IO's shift has to be one of the oddest in recent memory. From Hitman's brutality and Kane & Lynch's sweary language to a cel-shaded ninja jaunt? Our hero, er, Hiro, can even turn into a cute panda. If Kane and Lynch ever met a panda they'd blow it up with a bazooka...
Interestingly, Mini Ninjas borrows ideas from both of IO's recent worlds. You can go in stabby-stabby action style or sneak in like our favourite barcoded baldy. Maybe it's Hiro's dumpy stature, but the action reminds us of the Lego games. Speedy button-hammering is translated by Hiro into mad flourishes, but it's not exactly difficult.

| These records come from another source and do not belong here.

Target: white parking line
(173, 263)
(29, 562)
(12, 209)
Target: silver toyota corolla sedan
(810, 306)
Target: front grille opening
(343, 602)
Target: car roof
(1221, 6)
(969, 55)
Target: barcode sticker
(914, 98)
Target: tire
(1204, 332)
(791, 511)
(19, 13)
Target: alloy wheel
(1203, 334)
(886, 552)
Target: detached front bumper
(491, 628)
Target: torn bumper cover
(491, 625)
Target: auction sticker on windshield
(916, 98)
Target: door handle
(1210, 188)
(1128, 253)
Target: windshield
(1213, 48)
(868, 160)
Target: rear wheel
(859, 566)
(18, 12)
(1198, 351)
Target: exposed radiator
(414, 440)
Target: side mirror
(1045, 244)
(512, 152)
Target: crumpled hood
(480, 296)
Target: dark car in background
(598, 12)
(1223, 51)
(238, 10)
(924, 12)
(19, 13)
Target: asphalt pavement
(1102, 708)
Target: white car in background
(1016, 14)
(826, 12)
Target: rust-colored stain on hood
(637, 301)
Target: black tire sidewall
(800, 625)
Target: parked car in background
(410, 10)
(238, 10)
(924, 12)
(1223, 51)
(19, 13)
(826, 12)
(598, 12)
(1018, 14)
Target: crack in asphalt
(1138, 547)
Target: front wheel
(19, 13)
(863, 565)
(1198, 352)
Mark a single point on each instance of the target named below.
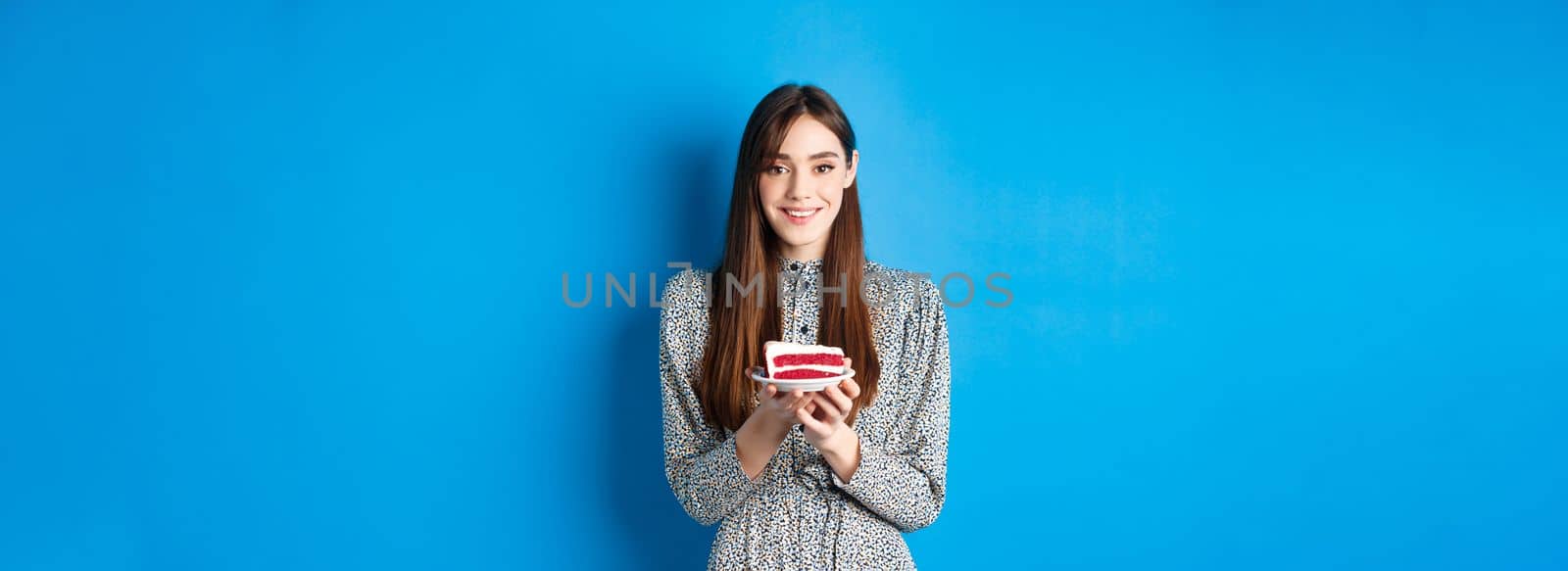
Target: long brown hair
(742, 325)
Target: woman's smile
(800, 216)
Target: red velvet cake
(797, 361)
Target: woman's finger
(800, 401)
(851, 388)
(828, 406)
(844, 404)
(809, 419)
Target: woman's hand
(825, 411)
(780, 409)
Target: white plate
(807, 385)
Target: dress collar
(799, 265)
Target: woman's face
(802, 187)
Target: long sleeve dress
(799, 513)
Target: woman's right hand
(778, 408)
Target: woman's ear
(855, 165)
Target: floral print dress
(799, 513)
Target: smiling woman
(805, 479)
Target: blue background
(281, 281)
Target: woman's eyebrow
(812, 157)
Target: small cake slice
(799, 361)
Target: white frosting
(780, 347)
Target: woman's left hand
(822, 419)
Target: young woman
(804, 479)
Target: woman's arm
(705, 466)
(906, 485)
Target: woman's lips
(789, 214)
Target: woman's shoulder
(902, 287)
(687, 289)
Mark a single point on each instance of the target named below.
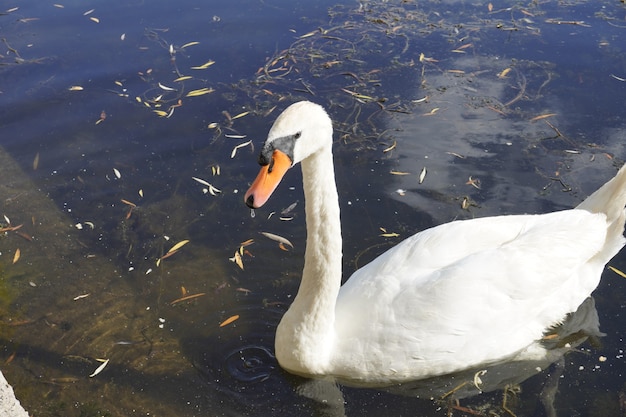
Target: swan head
(301, 130)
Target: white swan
(456, 296)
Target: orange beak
(268, 179)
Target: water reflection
(167, 359)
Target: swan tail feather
(610, 200)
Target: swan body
(456, 296)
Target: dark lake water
(109, 110)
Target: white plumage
(459, 295)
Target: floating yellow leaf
(166, 88)
(308, 35)
(178, 245)
(205, 65)
(99, 368)
(542, 116)
(277, 238)
(392, 147)
(237, 259)
(189, 44)
(200, 92)
(422, 175)
(504, 72)
(229, 320)
(617, 271)
(187, 298)
(245, 113)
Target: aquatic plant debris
(277, 238)
(229, 320)
(100, 368)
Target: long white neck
(305, 335)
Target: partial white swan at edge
(452, 297)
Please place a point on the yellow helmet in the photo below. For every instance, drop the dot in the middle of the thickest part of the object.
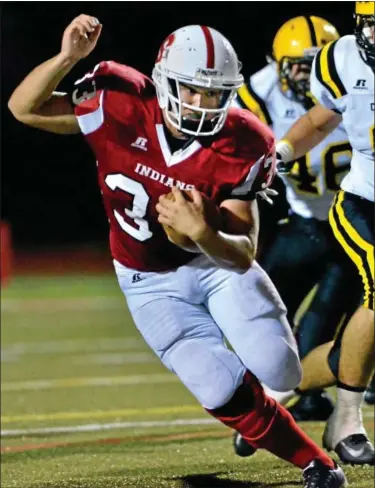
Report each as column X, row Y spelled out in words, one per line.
column 364, row 30
column 297, row 42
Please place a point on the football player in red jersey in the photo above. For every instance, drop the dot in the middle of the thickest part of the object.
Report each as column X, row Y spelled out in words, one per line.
column 179, row 133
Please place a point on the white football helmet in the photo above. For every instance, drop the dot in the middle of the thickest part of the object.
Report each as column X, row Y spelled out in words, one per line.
column 199, row 56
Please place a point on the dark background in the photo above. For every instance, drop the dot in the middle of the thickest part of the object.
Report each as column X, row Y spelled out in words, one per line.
column 49, row 191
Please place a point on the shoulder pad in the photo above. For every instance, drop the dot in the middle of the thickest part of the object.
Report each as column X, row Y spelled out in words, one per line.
column 329, row 64
column 110, row 75
column 244, row 136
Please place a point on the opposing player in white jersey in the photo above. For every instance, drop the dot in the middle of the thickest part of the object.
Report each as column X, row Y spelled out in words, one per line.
column 342, row 81
column 304, row 251
column 178, row 132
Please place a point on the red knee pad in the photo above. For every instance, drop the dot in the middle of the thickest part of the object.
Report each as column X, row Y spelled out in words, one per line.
column 250, row 412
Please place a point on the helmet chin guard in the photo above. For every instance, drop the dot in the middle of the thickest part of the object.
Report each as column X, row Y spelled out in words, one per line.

Luckily, an arsenal of ninja tools and ninja pals keep things fresh. When Hiro's blade glances off burly hides it's time to swap-in lardy Futo for a bit of whack-a-ninja with his handy mallet. Alternatively, you could instead rummage around in Hiro's pocket for cherry bombs, shurikens or a ninja fireball. Cherry bombs are the best, exploding ninja squadrons into puffy clouds.
Hiro's magic is the backbone to Mini Ninjas' best stealthy moments. By simply waving his hands he can possess animals. Bringing down a feudal warlord's stronghold may seem tricky in chicken form, but what guard is going to give a hen a second glance as it clucks on through the entrance? Possess a larger animal - a panda or boar - and Hiro can unleash furry pain while the animal takes the spears and arrows...
The combat's ease means you don't have to worry about enemy encounters, but slinking around is satisfying enough to tempt you from brawling. Invading the castle of the Earth Lord - one of the nasty types poisoning the land - there's great fun to be had taking to the rooftops and legging it along lantern strings while guards foolishly patrol below. If Pixar made a Tenchu game we'd imagine it would look like this.
If only IO could up the combat stakes to make the softly-softly approach worthwhile. We're all for freedom to choose, but each choice has to earn its place. A mini fix could make for big fun.